No. It’s not zen experientially. For me, it’s not the brain being “empty,” it’s just [mostly] silent.
It’s that for much of what I read I go directly from “written words” → “meaning,” without having to go from “written words” → “their sounds” → “meaning.” Perhaps learning Japanese as a non-phonetic language as helped me. Kanji/Chinese characters are directly linked with symbolic and ideographic representations of the meanings, with only loose, temporal associations with the pronunciations. This is why advanced Mandarin and Cantonese speakers can read each others’ newspapers fine but not fully converse.
On what it’s like experientially, have you ever heard anyone trying to speak, such as with a brain injury… where they’re articulating every few words and mumbling in between and you’re doing your best to piece it together? For me, the inner monologue is a bit like that. Few syllables have sounds. Rarely is it “without any inner chattering” though.
While I’m not an expert on it, I think the most foundational aspect of it concerns numbers. When I read numbers, they rarely have sounds and, in fact, it can be hard for me to subvocalize them.
Another related topic concerns the voices of authors.

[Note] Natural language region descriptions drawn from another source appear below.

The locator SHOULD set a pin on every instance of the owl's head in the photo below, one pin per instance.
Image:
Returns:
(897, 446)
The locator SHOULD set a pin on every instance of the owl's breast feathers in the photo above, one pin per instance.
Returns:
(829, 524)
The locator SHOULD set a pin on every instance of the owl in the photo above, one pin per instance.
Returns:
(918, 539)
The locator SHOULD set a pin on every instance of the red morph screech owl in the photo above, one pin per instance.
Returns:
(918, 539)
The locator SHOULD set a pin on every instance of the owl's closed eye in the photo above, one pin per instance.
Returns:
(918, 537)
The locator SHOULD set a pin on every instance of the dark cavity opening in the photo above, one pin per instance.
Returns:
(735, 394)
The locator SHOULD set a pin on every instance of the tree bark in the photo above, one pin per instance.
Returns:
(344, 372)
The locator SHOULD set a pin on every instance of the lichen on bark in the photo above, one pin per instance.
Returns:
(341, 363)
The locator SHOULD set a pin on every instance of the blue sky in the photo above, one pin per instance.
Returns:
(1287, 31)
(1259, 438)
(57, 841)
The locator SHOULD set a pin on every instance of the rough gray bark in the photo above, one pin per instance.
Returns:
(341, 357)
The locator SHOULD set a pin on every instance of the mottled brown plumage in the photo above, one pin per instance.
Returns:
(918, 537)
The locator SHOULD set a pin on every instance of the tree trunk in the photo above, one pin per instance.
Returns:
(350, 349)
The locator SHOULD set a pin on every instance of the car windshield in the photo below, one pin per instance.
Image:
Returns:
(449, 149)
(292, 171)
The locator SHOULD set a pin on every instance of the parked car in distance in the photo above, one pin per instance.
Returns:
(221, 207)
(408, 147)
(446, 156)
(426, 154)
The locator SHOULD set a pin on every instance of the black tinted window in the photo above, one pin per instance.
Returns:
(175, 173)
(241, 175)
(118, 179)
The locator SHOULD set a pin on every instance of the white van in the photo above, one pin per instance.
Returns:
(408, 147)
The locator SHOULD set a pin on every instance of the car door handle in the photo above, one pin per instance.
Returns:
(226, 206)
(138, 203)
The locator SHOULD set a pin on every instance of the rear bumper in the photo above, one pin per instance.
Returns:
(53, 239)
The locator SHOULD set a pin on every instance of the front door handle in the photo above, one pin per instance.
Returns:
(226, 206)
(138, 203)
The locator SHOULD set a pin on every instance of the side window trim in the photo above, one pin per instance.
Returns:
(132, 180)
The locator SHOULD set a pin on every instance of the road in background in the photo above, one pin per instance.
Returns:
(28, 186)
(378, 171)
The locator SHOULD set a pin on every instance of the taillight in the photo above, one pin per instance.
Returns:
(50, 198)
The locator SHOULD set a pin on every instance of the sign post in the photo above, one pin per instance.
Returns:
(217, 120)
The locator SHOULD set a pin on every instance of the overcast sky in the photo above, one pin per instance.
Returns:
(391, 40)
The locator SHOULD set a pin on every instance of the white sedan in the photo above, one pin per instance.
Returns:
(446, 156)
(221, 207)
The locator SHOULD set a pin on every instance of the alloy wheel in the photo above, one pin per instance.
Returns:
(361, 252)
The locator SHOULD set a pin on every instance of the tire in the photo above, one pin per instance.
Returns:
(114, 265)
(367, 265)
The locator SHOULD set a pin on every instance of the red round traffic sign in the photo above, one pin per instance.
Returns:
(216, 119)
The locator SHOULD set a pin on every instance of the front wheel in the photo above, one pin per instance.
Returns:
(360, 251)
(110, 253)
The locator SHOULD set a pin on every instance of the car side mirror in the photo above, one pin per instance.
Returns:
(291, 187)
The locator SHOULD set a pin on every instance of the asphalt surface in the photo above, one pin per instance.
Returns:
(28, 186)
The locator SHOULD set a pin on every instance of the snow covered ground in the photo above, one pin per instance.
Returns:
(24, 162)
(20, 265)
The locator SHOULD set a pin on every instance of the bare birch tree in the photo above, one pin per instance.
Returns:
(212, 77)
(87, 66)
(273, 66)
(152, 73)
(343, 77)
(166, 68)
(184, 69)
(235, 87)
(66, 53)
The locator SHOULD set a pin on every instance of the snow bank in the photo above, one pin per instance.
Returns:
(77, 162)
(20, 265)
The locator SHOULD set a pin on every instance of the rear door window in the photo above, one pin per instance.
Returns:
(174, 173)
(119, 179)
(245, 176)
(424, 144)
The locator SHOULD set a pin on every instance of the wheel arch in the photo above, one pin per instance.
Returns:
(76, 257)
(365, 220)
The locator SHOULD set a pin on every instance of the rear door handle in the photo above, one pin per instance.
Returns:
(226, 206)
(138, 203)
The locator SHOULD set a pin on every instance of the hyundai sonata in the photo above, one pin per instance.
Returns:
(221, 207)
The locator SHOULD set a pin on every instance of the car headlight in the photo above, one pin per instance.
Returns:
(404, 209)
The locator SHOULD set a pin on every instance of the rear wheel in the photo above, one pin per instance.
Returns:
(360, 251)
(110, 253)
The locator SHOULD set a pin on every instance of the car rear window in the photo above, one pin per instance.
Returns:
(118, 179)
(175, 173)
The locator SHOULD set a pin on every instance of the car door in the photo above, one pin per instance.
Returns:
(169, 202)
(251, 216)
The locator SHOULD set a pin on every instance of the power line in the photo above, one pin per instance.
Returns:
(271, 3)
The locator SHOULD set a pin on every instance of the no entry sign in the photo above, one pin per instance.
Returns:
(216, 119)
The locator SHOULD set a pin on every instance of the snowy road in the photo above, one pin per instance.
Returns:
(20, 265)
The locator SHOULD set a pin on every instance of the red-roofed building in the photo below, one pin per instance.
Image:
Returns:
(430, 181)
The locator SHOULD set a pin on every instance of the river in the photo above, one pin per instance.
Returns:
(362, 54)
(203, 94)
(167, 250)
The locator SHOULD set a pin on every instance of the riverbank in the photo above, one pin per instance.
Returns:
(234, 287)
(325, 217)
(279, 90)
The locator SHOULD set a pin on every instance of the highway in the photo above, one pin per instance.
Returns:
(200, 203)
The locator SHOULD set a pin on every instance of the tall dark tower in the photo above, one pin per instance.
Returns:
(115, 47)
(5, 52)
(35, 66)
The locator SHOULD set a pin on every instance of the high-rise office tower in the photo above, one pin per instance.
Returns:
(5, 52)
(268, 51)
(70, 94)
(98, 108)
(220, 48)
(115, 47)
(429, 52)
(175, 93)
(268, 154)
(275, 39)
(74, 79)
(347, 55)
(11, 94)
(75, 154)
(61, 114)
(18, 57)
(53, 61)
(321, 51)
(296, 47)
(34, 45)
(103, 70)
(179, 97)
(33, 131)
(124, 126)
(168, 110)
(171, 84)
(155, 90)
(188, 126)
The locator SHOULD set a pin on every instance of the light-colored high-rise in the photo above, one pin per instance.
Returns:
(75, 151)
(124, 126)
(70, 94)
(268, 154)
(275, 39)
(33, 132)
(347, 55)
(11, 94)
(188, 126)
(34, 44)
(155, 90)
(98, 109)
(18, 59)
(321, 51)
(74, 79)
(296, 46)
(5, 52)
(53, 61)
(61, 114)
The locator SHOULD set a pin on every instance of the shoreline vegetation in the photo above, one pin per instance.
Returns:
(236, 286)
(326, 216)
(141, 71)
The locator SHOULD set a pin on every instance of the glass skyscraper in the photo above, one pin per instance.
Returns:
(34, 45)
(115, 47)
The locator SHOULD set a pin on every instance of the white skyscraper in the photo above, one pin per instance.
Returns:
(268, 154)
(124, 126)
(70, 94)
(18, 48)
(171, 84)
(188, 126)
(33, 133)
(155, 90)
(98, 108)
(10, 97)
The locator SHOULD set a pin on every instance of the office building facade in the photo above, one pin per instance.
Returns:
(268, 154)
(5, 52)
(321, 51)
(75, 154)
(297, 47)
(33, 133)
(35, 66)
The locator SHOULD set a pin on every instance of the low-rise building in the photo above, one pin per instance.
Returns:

Often when I read a book written by a living author, I go and find him or her on Youtube or elsewhere. I listen to their voice. I watch their mannerisms. When I do subvocalize, it helps me listen to the author’s voice in the subvocalization rather than my own. It helps me wrestle with not just the ideas, but the author’s ideas, in a more human context.

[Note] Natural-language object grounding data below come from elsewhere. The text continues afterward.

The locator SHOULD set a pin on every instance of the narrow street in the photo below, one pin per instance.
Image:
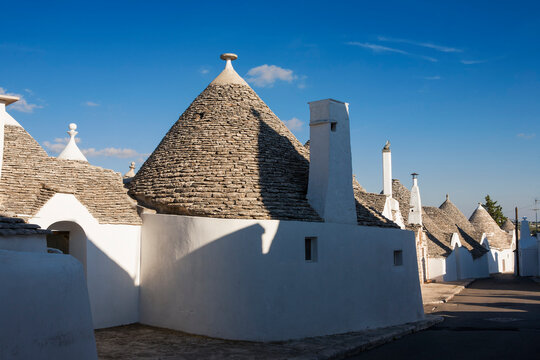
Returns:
(495, 318)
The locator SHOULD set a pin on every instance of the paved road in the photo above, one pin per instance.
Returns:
(496, 318)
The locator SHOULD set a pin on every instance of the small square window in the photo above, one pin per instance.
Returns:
(398, 257)
(311, 249)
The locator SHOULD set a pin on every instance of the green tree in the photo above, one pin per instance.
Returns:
(494, 210)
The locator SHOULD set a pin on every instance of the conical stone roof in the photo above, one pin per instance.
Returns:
(227, 156)
(459, 219)
(483, 222)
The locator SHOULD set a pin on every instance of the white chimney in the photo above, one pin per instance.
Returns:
(415, 211)
(5, 118)
(330, 190)
(387, 169)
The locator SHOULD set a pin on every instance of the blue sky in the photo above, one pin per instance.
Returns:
(455, 86)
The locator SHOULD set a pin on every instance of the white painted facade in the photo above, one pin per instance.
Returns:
(31, 243)
(415, 211)
(528, 251)
(109, 255)
(248, 279)
(44, 308)
(330, 190)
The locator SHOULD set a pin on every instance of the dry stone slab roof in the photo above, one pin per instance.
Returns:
(230, 156)
(10, 226)
(508, 225)
(483, 222)
(440, 223)
(30, 178)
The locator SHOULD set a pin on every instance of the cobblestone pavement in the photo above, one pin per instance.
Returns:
(494, 318)
(146, 342)
(438, 293)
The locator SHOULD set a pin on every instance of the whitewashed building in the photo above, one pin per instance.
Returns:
(247, 234)
(89, 212)
(44, 307)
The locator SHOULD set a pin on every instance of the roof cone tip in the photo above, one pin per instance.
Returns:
(72, 151)
(228, 56)
(229, 75)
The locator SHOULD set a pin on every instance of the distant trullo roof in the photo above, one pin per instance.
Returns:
(230, 156)
(30, 178)
(508, 225)
(227, 156)
(483, 222)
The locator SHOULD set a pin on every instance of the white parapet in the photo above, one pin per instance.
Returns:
(330, 190)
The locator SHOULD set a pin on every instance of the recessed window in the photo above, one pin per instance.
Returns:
(311, 249)
(398, 257)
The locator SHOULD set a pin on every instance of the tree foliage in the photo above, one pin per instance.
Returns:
(494, 210)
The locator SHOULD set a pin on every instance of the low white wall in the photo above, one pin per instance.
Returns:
(528, 262)
(33, 243)
(109, 253)
(248, 279)
(44, 308)
(437, 268)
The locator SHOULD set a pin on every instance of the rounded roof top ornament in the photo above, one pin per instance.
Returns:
(228, 56)
(229, 76)
(72, 151)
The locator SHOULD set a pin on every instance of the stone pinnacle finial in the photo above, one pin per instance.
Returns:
(131, 172)
(228, 76)
(228, 56)
(72, 128)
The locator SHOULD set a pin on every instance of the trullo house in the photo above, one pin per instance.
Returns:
(243, 233)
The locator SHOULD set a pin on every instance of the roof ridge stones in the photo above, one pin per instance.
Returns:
(10, 226)
(30, 178)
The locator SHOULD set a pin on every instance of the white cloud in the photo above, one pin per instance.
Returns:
(526, 136)
(113, 152)
(267, 75)
(377, 48)
(472, 62)
(440, 48)
(22, 105)
(294, 124)
(381, 49)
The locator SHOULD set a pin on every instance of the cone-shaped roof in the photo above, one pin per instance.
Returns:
(72, 151)
(481, 219)
(483, 222)
(457, 216)
(30, 178)
(508, 225)
(227, 156)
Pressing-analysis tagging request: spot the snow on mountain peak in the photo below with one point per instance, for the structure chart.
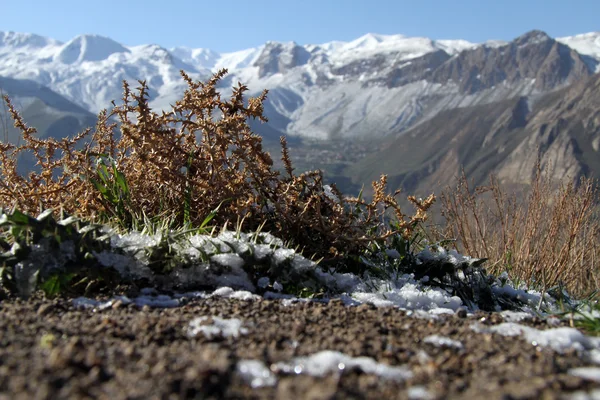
(88, 48)
(587, 44)
(18, 39)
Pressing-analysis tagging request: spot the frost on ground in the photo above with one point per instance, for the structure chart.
(257, 374)
(213, 327)
(260, 263)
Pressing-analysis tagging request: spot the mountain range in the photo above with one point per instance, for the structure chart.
(414, 108)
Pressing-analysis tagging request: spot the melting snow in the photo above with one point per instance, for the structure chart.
(216, 327)
(442, 341)
(326, 362)
(588, 373)
(255, 373)
(558, 339)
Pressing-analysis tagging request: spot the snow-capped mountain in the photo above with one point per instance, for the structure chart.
(376, 85)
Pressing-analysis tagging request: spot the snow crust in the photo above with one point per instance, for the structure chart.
(558, 339)
(212, 327)
(442, 341)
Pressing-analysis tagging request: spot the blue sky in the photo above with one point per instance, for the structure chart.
(229, 25)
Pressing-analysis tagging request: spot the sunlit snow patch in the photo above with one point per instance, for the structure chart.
(558, 339)
(442, 341)
(588, 373)
(213, 327)
(158, 301)
(255, 373)
(326, 362)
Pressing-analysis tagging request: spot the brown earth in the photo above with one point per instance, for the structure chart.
(50, 349)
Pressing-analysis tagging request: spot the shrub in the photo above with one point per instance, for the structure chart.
(550, 236)
(183, 164)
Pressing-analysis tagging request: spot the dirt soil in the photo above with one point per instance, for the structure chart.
(51, 350)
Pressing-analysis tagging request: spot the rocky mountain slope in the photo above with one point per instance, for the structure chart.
(562, 128)
(383, 90)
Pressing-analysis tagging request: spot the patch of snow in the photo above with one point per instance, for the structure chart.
(255, 373)
(587, 373)
(327, 362)
(419, 393)
(442, 341)
(213, 327)
(558, 339)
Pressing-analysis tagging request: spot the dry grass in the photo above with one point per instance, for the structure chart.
(183, 164)
(550, 235)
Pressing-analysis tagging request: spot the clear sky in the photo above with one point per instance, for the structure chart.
(229, 25)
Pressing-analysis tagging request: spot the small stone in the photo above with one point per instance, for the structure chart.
(45, 309)
(461, 312)
(117, 304)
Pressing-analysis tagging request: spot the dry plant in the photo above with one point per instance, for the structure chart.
(550, 236)
(184, 164)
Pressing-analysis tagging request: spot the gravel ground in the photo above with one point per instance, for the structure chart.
(50, 349)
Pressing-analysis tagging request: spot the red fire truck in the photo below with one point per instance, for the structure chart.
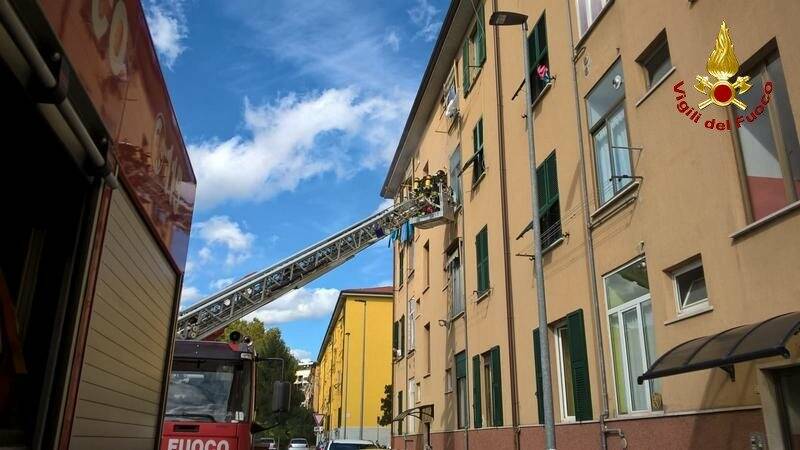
(211, 396)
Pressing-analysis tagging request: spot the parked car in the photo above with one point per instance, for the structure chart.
(350, 444)
(298, 443)
(265, 443)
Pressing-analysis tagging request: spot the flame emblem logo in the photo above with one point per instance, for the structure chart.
(722, 64)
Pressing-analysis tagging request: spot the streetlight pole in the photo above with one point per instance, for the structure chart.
(504, 18)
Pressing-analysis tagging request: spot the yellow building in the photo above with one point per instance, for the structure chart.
(356, 347)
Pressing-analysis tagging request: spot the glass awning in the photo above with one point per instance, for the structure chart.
(743, 343)
(424, 413)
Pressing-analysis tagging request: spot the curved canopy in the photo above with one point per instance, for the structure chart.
(743, 343)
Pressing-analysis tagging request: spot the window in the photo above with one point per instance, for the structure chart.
(655, 59)
(690, 286)
(426, 263)
(477, 160)
(549, 210)
(427, 329)
(461, 389)
(412, 399)
(455, 283)
(769, 144)
(537, 56)
(630, 316)
(488, 407)
(450, 96)
(448, 380)
(399, 410)
(455, 175)
(482, 255)
(412, 323)
(573, 369)
(398, 338)
(473, 54)
(410, 257)
(610, 134)
(588, 11)
(401, 267)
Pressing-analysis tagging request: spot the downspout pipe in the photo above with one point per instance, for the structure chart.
(589, 242)
(512, 348)
(27, 47)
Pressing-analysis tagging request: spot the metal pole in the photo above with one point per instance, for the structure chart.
(363, 353)
(544, 343)
(346, 376)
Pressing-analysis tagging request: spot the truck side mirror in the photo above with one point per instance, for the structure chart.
(281, 396)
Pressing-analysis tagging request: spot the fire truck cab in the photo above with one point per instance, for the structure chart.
(211, 396)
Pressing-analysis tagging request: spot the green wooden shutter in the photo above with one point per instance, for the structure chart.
(476, 391)
(480, 38)
(403, 335)
(537, 361)
(461, 365)
(547, 182)
(497, 389)
(482, 255)
(395, 339)
(580, 366)
(465, 70)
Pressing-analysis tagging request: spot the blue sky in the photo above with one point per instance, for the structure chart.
(291, 112)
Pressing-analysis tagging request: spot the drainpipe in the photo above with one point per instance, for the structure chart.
(512, 351)
(589, 243)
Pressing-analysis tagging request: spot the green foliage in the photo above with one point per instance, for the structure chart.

Anyhow, I used to be a prolific [English] reader, consuming a 300 or 400 page fairly technical book every week for a few decades. Somewhere, and with some intentionality, I lost the need to subvocalize. It’s just that for me, it came with some side effects. For instance, it’s now much harder for me to proofread what I write.

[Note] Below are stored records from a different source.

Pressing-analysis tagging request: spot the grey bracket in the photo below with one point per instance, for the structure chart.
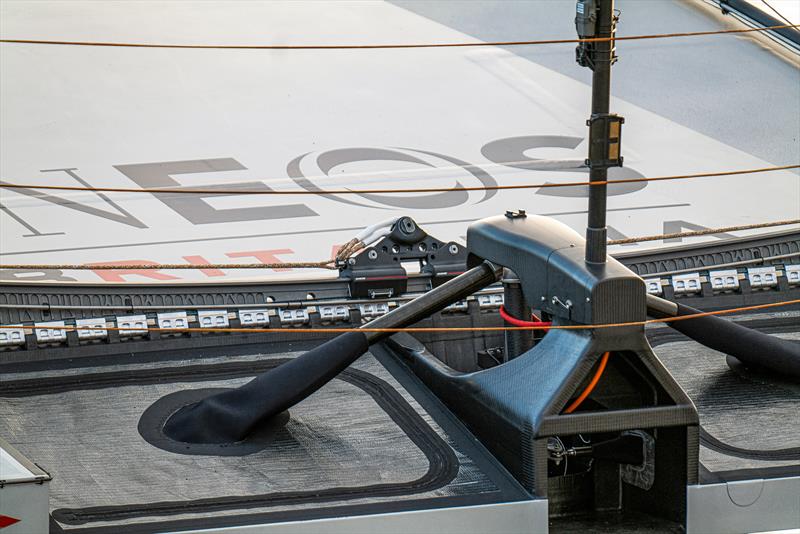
(514, 407)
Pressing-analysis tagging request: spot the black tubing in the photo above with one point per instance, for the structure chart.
(751, 347)
(230, 416)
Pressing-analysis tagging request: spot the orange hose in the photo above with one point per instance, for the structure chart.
(590, 387)
(397, 45)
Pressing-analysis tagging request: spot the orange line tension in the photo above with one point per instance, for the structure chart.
(426, 329)
(187, 190)
(395, 45)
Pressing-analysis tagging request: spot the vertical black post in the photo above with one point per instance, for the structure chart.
(603, 56)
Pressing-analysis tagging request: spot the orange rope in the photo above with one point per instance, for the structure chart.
(331, 264)
(375, 191)
(590, 387)
(397, 45)
(422, 329)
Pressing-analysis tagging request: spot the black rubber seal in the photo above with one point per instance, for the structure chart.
(443, 463)
(233, 414)
(752, 347)
(151, 427)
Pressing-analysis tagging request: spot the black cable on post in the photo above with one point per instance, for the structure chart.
(595, 19)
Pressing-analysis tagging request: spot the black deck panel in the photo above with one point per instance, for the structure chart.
(370, 441)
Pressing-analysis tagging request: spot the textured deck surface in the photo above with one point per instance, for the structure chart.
(362, 439)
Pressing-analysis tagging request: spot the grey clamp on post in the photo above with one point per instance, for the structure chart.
(518, 407)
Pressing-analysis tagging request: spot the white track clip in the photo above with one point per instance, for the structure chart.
(93, 328)
(132, 325)
(686, 284)
(12, 337)
(213, 318)
(254, 317)
(792, 274)
(724, 280)
(50, 333)
(372, 310)
(762, 277)
(293, 316)
(653, 286)
(333, 314)
(490, 302)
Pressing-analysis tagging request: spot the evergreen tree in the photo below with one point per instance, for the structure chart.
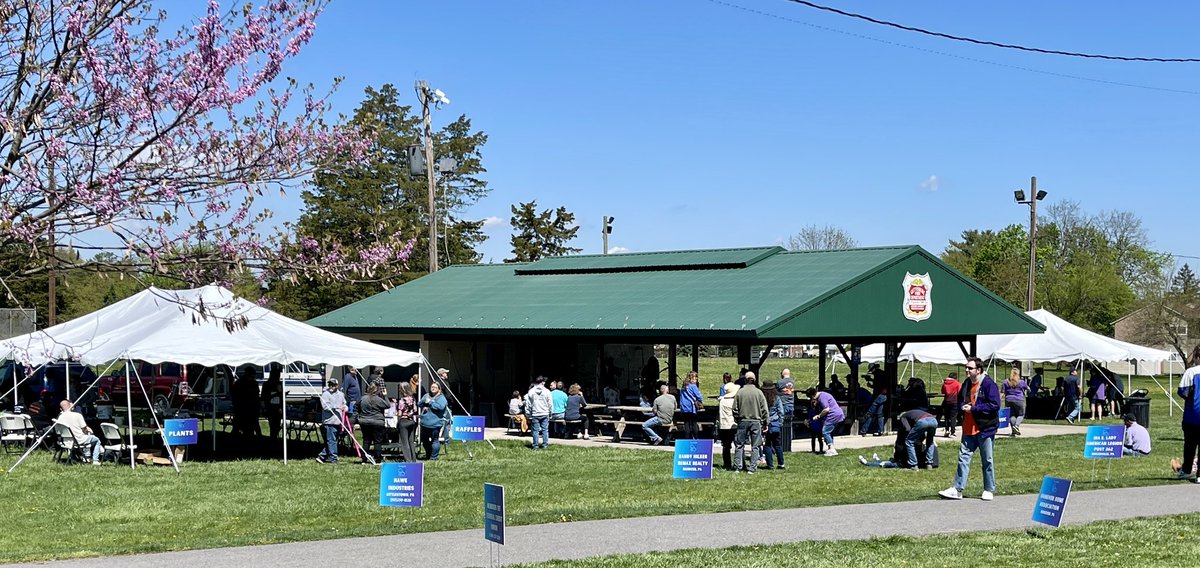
(538, 235)
(357, 202)
(1185, 285)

I’ve never really researched what the experiences are like for others. It’s just that words can now be with or without sounds. For me, it’s analogous to breathing. Autonomically, I seem to now read without much sound. Consciously, I can subvocalize with my own voice or the voice of the author. My brain picks one or the other and goes back and forth depending upon the nature of interest in the content.